A U.S. private detective who does business in Costa Rica is leading a crusade —so far unsuccessful — to have the public records again open to the public.
The data base is called the online consultation system, but a key link, that to the names of parties in court cases is not working and a notation says that this particular information is undergoing maintenance. However, Lena White Curling, identified as the Poder Judicial’s contralora de servicios, said in an email to the investigator that the agency was just following the law.
“As I explained, Costa Rican Law (also several constitutional court rulings) has limited the court’s ability to continue providing the information you request, so complying with your request would be solely in the hands of the members of our congress (Asamblea Legislativa),” she said.
The investigator, Seth Derish, had asked for a meting with a Corte Suprema magistrate who was involved in the situation. The magistrate had not responded. Ms. White suggested the magistrate was busy with court activities.
“Under the previous system, any member of the public with access to the Internet could check the name of a person or corporation or by their cédula number to see if they had civil and criminal cases in most major judicial districts,” said Derish. They could then get a list of documents filed in the case and whether it was open or shut. They could not get personal data from this type of search such as dates of birth, or cédula numbers, etc. “
He noted that such information is vital for anyone doing due diligence before becoming involved in business with firms or persons in Costa Rica.

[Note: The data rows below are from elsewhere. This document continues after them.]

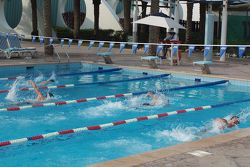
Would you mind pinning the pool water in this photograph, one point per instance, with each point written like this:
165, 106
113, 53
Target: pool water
91, 147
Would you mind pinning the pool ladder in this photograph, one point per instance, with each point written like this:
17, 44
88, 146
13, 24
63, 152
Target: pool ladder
58, 55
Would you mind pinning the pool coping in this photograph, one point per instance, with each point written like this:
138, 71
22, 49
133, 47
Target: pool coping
212, 76
140, 159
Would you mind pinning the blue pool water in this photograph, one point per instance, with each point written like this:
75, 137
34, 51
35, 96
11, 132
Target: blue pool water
97, 146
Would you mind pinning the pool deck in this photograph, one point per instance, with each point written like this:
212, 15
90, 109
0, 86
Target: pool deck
227, 150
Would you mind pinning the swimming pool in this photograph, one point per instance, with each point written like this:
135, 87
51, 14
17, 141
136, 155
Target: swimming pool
89, 147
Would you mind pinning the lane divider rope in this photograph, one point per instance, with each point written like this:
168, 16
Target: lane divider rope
71, 74
93, 83
118, 123
60, 103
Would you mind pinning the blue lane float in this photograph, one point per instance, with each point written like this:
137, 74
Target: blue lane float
125, 80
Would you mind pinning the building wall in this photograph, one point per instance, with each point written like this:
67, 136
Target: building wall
238, 29
16, 16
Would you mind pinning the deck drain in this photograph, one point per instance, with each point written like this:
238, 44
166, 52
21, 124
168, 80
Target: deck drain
199, 153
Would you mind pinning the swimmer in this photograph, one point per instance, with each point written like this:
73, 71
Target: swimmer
40, 96
223, 123
154, 98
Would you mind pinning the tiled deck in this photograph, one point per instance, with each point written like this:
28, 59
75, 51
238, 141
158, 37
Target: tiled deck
229, 150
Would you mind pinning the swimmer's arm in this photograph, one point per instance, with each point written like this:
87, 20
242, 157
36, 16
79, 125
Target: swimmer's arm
39, 94
47, 82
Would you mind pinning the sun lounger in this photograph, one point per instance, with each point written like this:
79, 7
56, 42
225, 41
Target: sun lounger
4, 47
151, 60
204, 66
14, 43
106, 56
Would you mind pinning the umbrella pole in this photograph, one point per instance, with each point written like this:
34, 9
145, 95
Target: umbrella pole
135, 19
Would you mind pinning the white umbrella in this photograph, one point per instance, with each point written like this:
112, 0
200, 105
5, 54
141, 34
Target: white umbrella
159, 21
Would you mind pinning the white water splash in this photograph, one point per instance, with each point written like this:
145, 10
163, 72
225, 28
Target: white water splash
12, 94
39, 78
244, 115
106, 109
53, 76
179, 133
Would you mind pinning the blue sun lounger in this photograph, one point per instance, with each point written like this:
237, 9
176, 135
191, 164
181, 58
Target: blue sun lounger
14, 43
4, 47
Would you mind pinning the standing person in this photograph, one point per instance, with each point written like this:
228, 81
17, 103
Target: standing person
170, 36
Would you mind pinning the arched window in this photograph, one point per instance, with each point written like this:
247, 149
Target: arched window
13, 12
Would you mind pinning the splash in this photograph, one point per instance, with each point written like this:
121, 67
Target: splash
106, 109
39, 78
53, 76
244, 114
179, 133
12, 94
137, 101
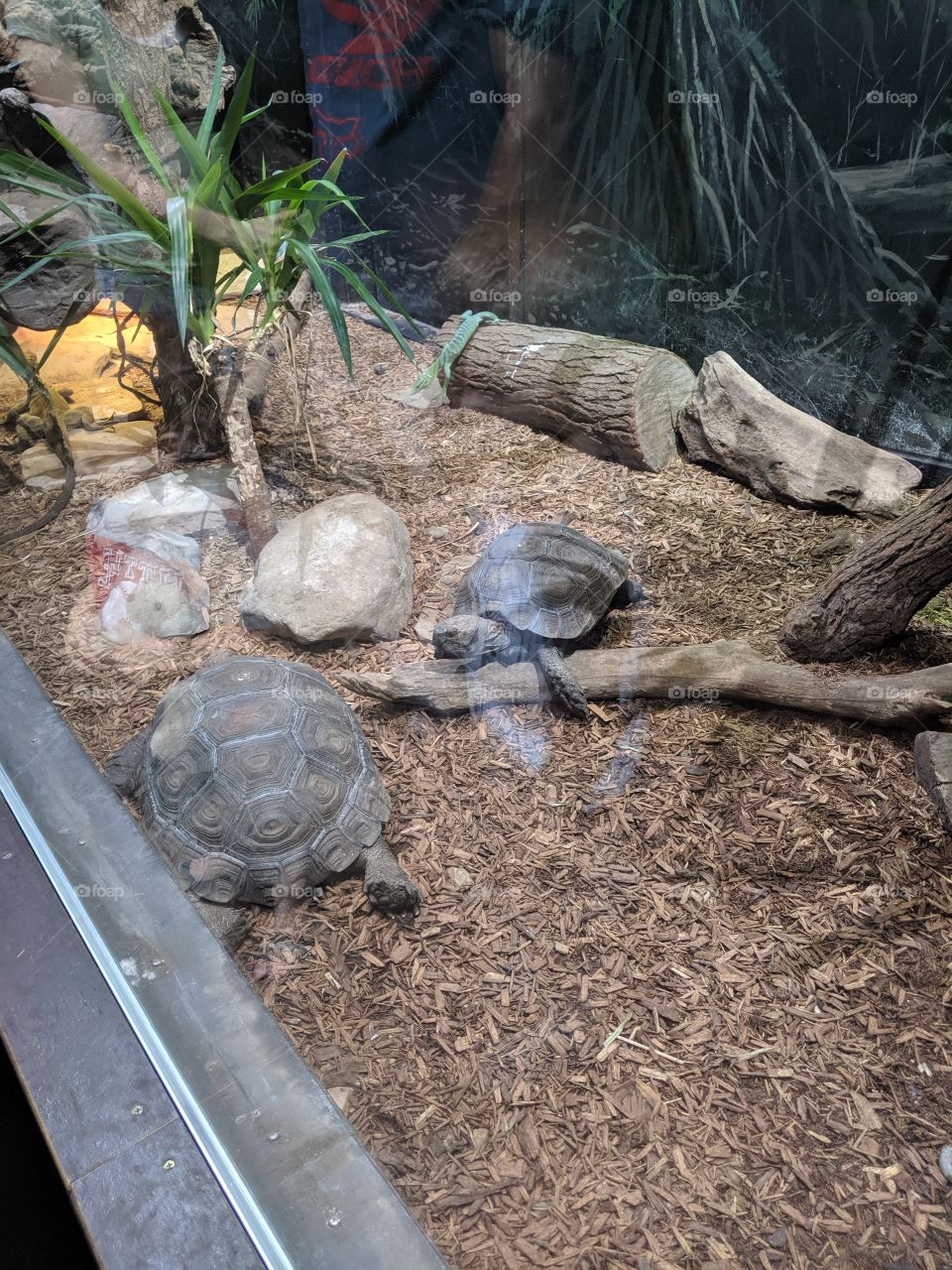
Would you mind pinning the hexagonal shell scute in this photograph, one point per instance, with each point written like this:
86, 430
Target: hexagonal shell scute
262, 783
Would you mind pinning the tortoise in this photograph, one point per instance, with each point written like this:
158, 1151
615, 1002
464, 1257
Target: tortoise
257, 783
535, 592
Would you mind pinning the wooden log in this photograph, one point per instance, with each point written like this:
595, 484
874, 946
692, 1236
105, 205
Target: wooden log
606, 397
726, 670
779, 452
878, 589
239, 381
933, 766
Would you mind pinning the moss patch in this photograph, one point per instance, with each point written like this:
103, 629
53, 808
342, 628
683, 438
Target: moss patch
937, 612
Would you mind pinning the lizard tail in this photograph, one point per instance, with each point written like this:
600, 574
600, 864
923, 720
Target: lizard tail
61, 499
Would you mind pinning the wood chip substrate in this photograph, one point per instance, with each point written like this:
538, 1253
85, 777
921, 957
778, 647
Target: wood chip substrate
679, 991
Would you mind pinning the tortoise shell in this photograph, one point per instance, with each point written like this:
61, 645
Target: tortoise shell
543, 578
258, 781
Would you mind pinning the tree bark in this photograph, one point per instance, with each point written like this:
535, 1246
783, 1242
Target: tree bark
726, 670
901, 197
606, 397
874, 594
933, 766
240, 379
253, 488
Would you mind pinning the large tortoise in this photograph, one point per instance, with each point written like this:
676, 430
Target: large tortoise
535, 592
257, 783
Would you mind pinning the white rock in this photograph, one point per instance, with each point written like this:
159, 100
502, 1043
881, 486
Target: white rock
130, 448
150, 589
343, 571
200, 503
783, 453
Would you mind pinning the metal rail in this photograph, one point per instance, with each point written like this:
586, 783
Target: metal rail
299, 1183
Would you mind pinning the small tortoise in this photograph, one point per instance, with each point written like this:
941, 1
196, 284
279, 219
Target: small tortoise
257, 783
536, 589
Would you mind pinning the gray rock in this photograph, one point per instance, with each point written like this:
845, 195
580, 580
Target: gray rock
733, 423
199, 503
343, 571
44, 300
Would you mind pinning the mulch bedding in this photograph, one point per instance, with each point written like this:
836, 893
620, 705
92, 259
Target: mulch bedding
678, 993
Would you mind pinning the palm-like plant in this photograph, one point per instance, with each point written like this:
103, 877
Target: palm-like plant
169, 263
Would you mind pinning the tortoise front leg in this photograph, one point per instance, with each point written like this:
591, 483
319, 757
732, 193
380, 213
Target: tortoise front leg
384, 880
565, 689
123, 770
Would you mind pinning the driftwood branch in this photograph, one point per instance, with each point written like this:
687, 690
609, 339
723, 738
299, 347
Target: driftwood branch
606, 397
236, 382
878, 590
728, 670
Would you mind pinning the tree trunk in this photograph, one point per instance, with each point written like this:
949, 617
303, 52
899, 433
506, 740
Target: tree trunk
779, 452
253, 488
239, 385
607, 397
190, 427
726, 670
874, 594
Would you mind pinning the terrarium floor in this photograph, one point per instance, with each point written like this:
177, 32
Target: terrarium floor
761, 917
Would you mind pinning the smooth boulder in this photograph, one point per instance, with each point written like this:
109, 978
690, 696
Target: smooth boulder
782, 453
343, 571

Many Costa Rican court proceedings, except full trials, frequently are closed, as are the case files. Only those involved in the cases and their lawyers may see the files.
Derish said that he had been told that the restriction was enforced because access to the data base is under review because of a law for the protection of personal data. He said he was unsuccessful in getting a copy of the directive that ordered this change.
“While this was an admirable attempt at protecting the privacy of all residents of Costa Rica, some agencies are taking this law too far and restricting their data in a way that will impede the public’s right to know. Making this search only available to those with passwords (just who are these people?), would mean that only government officials will have access to this information and keep the public in the dark about many things — for example, if someone is running for public office and has a criminal or civil fraud background; if your neighbor has been charged with murder or rape or child molestation; if you or a company want to do business with an individual or business and you want to know if they have any prior financial or legal problems.
“Costa Rica is already receiving a black eye in the international financial community for its inconsistent government decision regarding investors, and now this will add fuel to the fire if proper due diligence cannot be conducted by interested parties.”
He noted that much private information is readily available from the Registro Civil via the Internet. The Registro keeps information on births, deaths, marriages, divorces, cédula numbers and birth dates. In addition local credit reporting agencies have all sorts of information in their files, including personal telephone numbers and salaries that are available for a fee.
“Only old fashioned dictatorships keep court records secret,” Derish said. “Costa Rica can do better than that and work with interested parties to fashion a data protection law that balances the needs of an emerging democracy with that of the public’s right to know essential information.”
His firm, Costa Rica Investigations, S.A., has had an office in San Jose for 15 years.